A decade passes (the years indicated by a collage of Christmas cards and greetings). But, with guests at Christmas dinner praising them for their being together, there are some revelations about the tensions between the two – some living apart, visits to the therapist (amusing in their way each with their different personality trying to explain themselves to the therapist) – and an interesting final comment by the therapist that while they might love each other, they are also resentful of each other.

And the issues of coming out? Michael has been out all the time with family acceptance. Kit has not been able to confide in his parents. When he is in hospital with appendicitis, they come to visit. His mother is an absolute whirlwind, dominating, ordering everyone about, including her genially submissive husband. The mother, Marilyn, is a latter-day star vehicle for Field and she makes the most of it, gradually moderating. Husband Bob (Irwin) is happy to go along with what his wife orders, not put down in the least. Later, the audience will see them again, especially on a holiday at the coast that Michael organises as Kit is convalescing.

While there is the scene of the gay club at the beginning of the film, more or less as seen in any other film, Spoiler Alert moves away from movie stereotypes of gay men and gay behaviour, enabling the wider audience to empathise with the two.

And, how to deal with terminal cancer? Michael is dismayed, fussy, intervening with doctors, wanting remedies. Kit, on the other hand, is generally calm, more accepting, though not without his sadness and apprehensions. And, suddenly a marriage proposal, a ceremony (very brief with an exceedingly offhand and seemingly uninterested judge) at City Hall.
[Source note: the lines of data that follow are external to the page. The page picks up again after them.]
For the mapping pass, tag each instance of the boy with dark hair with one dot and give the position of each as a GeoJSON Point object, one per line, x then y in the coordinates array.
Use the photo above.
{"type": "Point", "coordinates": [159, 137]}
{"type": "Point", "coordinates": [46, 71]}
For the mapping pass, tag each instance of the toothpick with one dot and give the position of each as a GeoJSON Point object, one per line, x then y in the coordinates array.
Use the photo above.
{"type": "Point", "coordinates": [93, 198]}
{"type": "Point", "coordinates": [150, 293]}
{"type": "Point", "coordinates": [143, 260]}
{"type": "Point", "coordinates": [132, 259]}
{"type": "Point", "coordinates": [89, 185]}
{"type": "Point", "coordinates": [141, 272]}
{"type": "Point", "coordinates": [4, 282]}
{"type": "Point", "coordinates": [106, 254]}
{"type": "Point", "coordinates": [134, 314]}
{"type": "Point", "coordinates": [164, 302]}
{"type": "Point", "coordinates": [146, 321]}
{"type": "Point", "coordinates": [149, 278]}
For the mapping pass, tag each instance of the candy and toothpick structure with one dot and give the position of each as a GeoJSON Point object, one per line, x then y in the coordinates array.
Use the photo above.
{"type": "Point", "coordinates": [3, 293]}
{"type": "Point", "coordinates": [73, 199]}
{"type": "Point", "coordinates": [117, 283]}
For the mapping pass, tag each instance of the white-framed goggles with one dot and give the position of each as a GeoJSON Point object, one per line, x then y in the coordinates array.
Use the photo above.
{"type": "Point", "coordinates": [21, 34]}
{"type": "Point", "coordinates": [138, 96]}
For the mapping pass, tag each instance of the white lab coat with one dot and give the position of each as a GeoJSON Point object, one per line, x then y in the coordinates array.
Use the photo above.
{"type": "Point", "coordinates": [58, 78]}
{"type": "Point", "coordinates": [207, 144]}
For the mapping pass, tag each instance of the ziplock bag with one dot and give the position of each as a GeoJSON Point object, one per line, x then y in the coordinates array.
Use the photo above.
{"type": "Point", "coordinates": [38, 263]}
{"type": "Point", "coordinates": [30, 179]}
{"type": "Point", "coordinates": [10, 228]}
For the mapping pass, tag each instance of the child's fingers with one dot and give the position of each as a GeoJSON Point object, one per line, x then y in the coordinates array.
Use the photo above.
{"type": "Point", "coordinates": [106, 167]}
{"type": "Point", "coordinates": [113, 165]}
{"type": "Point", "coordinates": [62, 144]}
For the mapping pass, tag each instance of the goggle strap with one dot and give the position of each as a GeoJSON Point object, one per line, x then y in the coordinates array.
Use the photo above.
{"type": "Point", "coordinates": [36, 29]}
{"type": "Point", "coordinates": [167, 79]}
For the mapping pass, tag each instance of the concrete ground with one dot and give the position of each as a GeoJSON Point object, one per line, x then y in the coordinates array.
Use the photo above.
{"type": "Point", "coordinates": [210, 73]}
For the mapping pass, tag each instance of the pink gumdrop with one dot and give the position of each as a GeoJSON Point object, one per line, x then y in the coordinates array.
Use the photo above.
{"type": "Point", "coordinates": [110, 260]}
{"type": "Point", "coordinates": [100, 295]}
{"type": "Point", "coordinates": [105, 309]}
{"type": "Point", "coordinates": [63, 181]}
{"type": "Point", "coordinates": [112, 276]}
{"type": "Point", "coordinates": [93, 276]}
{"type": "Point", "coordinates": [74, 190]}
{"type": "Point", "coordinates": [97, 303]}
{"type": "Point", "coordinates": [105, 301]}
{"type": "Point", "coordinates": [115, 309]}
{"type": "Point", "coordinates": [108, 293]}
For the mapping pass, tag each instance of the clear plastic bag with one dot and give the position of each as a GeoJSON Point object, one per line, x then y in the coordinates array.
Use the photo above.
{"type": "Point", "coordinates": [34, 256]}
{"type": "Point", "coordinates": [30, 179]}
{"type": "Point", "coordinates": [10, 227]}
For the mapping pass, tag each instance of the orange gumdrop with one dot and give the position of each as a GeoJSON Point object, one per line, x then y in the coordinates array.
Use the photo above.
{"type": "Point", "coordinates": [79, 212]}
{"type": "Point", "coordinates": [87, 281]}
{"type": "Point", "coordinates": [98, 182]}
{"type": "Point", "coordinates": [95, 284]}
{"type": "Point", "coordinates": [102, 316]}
It means that the dying sequence, which we know is going to happen, is all the sadder, the audience by now emotionally involved, Kit in hospital, his parents coming for his death, Michael and his grief. There is a disconcerting moment in the screenplay when Kit’s illness suddenly becomes part of a television show and Michael a television interviewer – but, back to the sadness of the reality, and Michael able to understand Kit, his illness and suffering, and his own grief and of further bonding with Marilyn.

Based on a true story, a book, and its author, Michael Ausiello serving as writer and executive producer.